How can endometriosis affect your fertility?
  • Endometriotic ovarian cysts: reduce ovulation, damage ovarian tissue. Ironically, surgery to remove these cysts (ovarian cystectomy) also has a risk of reducing ovarian reserve further. This is the reason why surgery should be timed in accordance with one’s fertility plans.

  • Reduction in ovarian reserve: chronic inflammation in the pelvis results in poorer egg quality and ovarian reserve. For women with endometriosis who go on to assisted reproductive techniques e.g. in-vitro fertilisation (IVF), they face reduced success in achieving pregnancy.
  • Distortion of pelvic anatomy: inflammation and scarring due to endometriotic deposits can cause hydrosalpinx (swelling and blockage of fallopian tubes). This prevents sperm from meeting the egg. Fluid build-up in the swollen tubes has also been shown to have toxic effects on the embryo. 
  • Painful sex: endometriosis can cause pain on deep penetration due to the distortion of pelvic anatomy and inflammation, This may affect your frequency of sex and relationship with your partner in the long-term. 
How can treatment for endometriosis improve your fertility?

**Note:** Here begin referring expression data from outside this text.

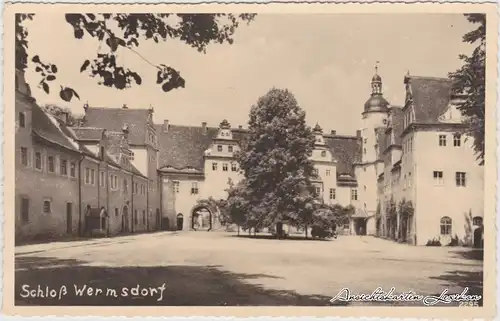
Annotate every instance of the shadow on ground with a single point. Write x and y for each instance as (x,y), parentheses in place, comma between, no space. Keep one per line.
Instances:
(185,285)
(271,237)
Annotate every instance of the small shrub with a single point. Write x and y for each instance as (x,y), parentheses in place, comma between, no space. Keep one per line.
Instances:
(433,242)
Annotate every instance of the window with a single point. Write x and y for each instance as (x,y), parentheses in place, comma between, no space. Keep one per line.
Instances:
(333,193)
(445,225)
(442,140)
(457,140)
(47,206)
(25,209)
(194,188)
(38,160)
(72,169)
(438,178)
(22,120)
(24,156)
(64,167)
(354,194)
(460,178)
(50,164)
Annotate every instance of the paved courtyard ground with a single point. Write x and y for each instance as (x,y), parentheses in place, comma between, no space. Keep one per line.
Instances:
(214,268)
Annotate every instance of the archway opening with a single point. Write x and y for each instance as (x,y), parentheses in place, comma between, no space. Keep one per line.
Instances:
(180,221)
(201,219)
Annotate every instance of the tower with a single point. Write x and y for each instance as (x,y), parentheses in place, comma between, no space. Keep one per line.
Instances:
(374,115)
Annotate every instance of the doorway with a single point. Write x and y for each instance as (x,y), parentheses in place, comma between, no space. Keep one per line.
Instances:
(180,222)
(69,218)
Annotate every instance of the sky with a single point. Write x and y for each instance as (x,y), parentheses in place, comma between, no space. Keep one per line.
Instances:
(325,60)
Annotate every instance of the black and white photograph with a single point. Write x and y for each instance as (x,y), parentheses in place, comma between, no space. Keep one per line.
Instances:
(244,157)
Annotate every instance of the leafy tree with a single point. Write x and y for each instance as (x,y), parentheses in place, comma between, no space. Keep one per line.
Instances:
(128,31)
(469,82)
(57,111)
(274,159)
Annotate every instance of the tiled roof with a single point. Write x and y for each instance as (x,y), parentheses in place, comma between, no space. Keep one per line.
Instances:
(48,127)
(115,118)
(184,146)
(397,117)
(346,150)
(88,133)
(430,97)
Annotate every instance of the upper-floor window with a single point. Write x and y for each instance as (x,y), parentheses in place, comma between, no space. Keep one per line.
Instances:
(47,206)
(24,156)
(438,178)
(176,186)
(457,140)
(51,164)
(72,169)
(38,160)
(22,120)
(354,194)
(194,188)
(64,167)
(446,225)
(442,140)
(460,178)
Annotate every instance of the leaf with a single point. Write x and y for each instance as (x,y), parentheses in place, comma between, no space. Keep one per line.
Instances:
(45,87)
(84,66)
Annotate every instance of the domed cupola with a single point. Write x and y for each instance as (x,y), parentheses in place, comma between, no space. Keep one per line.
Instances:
(376,102)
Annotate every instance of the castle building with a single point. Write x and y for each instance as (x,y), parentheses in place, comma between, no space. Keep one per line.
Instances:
(410,172)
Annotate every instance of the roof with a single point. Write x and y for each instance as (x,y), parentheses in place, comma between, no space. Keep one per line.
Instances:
(183,147)
(88,133)
(431,97)
(48,128)
(115,118)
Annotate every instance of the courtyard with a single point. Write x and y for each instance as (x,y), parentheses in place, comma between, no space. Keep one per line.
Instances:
(217,269)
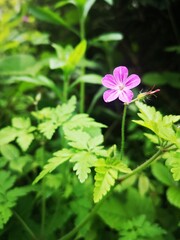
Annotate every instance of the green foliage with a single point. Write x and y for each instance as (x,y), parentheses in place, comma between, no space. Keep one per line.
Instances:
(106,174)
(52,118)
(21,131)
(140,228)
(174,164)
(9,196)
(161,126)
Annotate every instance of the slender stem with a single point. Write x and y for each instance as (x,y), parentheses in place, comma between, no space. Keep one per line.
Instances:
(140,168)
(82,96)
(26,227)
(65,87)
(70,235)
(43,211)
(122,131)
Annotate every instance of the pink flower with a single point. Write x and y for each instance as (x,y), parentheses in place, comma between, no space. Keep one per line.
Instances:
(120,85)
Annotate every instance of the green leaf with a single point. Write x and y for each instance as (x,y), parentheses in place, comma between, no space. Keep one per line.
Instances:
(82,121)
(59,158)
(10,152)
(173,161)
(106,174)
(153,138)
(45,14)
(35,80)
(76,55)
(21,123)
(8,196)
(7,135)
(173,196)
(24,140)
(161,126)
(155,78)
(52,118)
(87,7)
(140,228)
(143,184)
(162,173)
(83,162)
(88,78)
(77,139)
(17,64)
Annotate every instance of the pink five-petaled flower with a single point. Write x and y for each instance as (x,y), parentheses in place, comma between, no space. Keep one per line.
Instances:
(120,85)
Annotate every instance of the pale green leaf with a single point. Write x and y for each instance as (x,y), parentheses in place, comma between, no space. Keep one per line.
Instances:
(143,184)
(17,64)
(24,140)
(105,177)
(7,135)
(10,152)
(47,128)
(77,138)
(82,120)
(83,162)
(21,123)
(173,161)
(88,78)
(76,55)
(59,158)
(161,126)
(153,138)
(173,196)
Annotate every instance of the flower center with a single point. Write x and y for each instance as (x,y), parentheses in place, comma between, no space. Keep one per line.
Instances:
(121,87)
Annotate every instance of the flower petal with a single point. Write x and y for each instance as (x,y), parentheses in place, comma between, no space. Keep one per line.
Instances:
(132,81)
(120,74)
(110,95)
(109,81)
(126,95)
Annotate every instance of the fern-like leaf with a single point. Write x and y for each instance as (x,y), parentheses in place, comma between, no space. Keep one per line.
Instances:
(59,158)
(83,162)
(106,174)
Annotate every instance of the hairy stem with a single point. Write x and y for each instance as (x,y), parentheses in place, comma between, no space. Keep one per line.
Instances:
(26,227)
(122,131)
(140,168)
(70,235)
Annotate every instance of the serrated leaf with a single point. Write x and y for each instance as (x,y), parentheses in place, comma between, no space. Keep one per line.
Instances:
(54,117)
(143,184)
(173,161)
(59,158)
(89,78)
(161,126)
(83,120)
(24,140)
(10,152)
(106,174)
(83,162)
(21,123)
(152,138)
(173,196)
(76,55)
(77,138)
(7,135)
(162,173)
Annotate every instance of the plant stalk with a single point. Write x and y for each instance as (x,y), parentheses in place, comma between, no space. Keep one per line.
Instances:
(122,131)
(26,227)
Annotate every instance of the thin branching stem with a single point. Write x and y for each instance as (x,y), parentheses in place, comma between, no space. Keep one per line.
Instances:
(123,130)
(140,168)
(26,227)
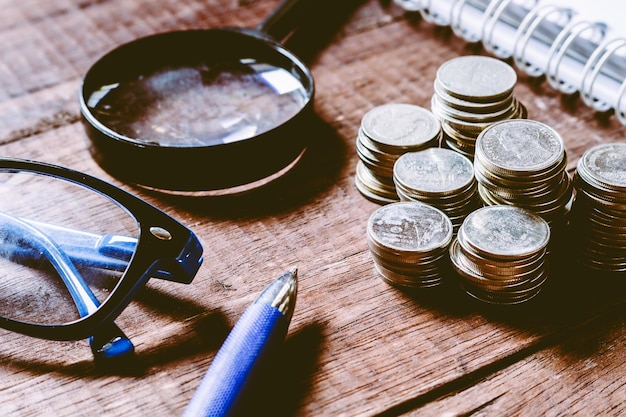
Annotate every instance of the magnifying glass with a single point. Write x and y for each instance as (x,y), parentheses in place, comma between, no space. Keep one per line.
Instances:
(200,110)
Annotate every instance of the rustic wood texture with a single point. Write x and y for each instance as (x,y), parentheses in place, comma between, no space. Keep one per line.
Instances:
(356,346)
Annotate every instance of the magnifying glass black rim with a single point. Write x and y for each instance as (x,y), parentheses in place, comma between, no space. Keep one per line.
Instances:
(194,168)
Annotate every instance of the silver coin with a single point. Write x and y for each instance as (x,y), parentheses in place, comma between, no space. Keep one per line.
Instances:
(400,125)
(434,171)
(605,165)
(477,78)
(520,146)
(505,232)
(410,226)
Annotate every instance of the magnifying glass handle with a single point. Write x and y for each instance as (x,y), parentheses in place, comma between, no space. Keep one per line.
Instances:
(283,20)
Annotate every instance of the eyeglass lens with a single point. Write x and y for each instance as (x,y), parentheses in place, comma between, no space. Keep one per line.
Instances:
(63,248)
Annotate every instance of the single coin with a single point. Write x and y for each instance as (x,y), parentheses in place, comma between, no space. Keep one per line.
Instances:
(410,226)
(517,146)
(505,232)
(434,171)
(400,125)
(605,165)
(477,78)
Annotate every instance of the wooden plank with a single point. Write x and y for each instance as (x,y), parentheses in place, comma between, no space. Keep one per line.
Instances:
(356,346)
(582,375)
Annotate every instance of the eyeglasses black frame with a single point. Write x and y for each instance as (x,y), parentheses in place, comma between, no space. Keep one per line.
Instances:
(178,252)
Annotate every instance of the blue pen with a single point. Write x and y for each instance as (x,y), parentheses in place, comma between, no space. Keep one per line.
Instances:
(264,323)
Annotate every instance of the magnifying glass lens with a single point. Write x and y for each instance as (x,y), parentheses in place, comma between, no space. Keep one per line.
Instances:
(203,105)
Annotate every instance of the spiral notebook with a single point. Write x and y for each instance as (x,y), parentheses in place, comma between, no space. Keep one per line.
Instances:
(579,45)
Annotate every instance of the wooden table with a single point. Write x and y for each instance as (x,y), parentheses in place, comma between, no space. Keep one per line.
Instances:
(356,346)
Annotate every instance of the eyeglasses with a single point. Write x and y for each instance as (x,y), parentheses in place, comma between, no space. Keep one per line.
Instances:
(73,251)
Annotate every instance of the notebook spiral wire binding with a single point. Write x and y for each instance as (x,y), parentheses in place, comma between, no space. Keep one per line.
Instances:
(566,37)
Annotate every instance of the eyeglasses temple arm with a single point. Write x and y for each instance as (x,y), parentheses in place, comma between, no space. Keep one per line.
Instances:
(111,251)
(109,342)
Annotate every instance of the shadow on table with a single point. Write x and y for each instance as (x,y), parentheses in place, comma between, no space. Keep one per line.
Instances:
(317,171)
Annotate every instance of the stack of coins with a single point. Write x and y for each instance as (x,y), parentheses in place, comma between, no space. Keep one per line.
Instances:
(440,177)
(409,243)
(499,254)
(471,93)
(386,132)
(522,163)
(599,212)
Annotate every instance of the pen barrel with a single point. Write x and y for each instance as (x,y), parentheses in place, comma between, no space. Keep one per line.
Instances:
(243,353)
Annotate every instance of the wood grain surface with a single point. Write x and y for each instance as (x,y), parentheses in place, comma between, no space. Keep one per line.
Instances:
(356,346)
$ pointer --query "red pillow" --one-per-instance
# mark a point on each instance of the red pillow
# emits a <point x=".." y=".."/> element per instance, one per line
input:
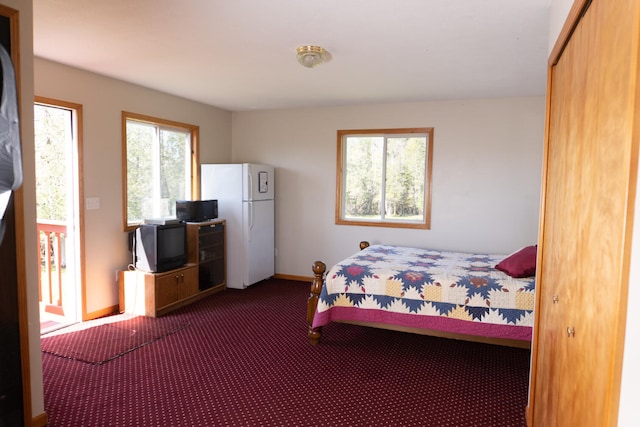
<point x="521" y="263"/>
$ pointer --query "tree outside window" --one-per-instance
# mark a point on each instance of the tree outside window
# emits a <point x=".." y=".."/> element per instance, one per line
<point x="161" y="166"/>
<point x="384" y="177"/>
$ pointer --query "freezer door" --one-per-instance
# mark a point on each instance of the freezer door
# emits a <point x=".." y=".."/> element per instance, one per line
<point x="259" y="241"/>
<point x="259" y="182"/>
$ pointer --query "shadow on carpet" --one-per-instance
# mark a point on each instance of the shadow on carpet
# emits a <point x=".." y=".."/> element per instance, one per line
<point x="100" y="344"/>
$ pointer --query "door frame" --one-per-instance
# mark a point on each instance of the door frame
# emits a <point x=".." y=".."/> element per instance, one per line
<point x="78" y="172"/>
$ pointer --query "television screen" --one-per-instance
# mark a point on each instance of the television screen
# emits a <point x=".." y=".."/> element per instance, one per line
<point x="171" y="242"/>
<point x="159" y="248"/>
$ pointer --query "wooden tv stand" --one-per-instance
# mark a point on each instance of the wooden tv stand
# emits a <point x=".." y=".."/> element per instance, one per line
<point x="155" y="294"/>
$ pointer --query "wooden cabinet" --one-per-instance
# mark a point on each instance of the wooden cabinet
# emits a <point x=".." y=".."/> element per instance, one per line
<point x="155" y="294"/>
<point x="206" y="248"/>
<point x="588" y="199"/>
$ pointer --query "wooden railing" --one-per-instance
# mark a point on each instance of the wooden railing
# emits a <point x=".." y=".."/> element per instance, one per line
<point x="51" y="235"/>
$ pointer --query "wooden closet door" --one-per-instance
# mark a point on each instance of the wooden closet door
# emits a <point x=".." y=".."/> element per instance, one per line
<point x="586" y="223"/>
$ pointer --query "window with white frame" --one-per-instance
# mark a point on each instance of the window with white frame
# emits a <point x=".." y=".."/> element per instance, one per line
<point x="161" y="166"/>
<point x="384" y="177"/>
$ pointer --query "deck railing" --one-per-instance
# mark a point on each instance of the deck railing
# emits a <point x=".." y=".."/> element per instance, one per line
<point x="51" y="235"/>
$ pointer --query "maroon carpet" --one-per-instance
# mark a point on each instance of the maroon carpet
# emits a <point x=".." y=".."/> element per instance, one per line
<point x="244" y="360"/>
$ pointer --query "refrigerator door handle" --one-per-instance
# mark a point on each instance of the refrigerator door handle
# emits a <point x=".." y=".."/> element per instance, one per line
<point x="250" y="206"/>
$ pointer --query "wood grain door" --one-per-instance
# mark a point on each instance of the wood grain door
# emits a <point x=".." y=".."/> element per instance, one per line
<point x="586" y="224"/>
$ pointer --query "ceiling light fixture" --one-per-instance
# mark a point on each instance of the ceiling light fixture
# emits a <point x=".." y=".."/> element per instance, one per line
<point x="312" y="56"/>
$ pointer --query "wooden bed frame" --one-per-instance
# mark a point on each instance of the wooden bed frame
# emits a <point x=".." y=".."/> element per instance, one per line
<point x="319" y="269"/>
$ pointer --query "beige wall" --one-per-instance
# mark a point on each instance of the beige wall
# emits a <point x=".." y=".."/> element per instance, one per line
<point x="103" y="100"/>
<point x="486" y="175"/>
<point x="25" y="10"/>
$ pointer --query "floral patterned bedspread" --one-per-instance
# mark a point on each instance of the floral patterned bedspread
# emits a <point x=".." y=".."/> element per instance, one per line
<point x="448" y="291"/>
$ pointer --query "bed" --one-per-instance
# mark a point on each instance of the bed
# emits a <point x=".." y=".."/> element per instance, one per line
<point x="476" y="297"/>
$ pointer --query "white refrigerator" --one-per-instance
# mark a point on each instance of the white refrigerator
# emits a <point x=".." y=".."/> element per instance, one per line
<point x="245" y="194"/>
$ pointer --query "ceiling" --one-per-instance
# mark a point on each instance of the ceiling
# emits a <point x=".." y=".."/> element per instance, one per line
<point x="241" y="54"/>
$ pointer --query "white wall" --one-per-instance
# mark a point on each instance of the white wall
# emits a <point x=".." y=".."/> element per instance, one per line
<point x="559" y="12"/>
<point x="103" y="100"/>
<point x="486" y="175"/>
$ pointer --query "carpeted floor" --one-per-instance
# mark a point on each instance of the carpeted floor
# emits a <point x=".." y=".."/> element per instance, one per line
<point x="244" y="360"/>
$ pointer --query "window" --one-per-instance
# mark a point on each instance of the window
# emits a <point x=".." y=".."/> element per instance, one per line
<point x="384" y="177"/>
<point x="161" y="166"/>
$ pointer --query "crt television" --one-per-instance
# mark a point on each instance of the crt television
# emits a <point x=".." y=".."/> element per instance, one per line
<point x="196" y="210"/>
<point x="160" y="247"/>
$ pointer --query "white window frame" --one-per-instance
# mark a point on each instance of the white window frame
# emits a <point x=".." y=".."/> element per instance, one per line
<point x="340" y="217"/>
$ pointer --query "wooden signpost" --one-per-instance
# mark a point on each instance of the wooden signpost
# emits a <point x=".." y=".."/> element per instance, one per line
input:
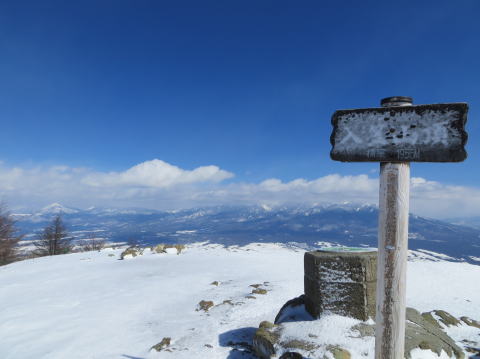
<point x="395" y="135"/>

For women with severe endometriosis that has affected fertility, surgery is usually recommended. A few key points:

  • The aim of surgery is to excise and clear endometriosis (as opposed to conservative management): the purpose of this is to address your pain and fertility.
  • Surgery can also help restore your pelvic anatomy and optimise access to your ovaries (this may be important for egg retrieval should you need IVF in the future)

  • If you have hydrosalpinx and are keen to proceed with IVF, it is recommended to remove your tubes at the same time to eliminate the possibility of toxic effects of the fluid in your swollen tubes on the embryos. However, this means you will not be able to conceive naturally.

  • The interval between surgical clearance of endometriosis and you getting pregnant should ideally be short as possible. Assisted reproductive techniques e.g. intrauterine insemination with ovarian stimulation or in-vitro fertilisation (IVF) can be considered.

  • Hormonal injections (GnRH agonist) can be given 3-6 months before assisted reproductive techniques to improve success rates.

  • If you do not plan to get pregnant for some time after your surgery, you should go on medical hormonal suppressive treatment. This is to reduce the risk of endometriosis recurring until you are ready to try conceiving.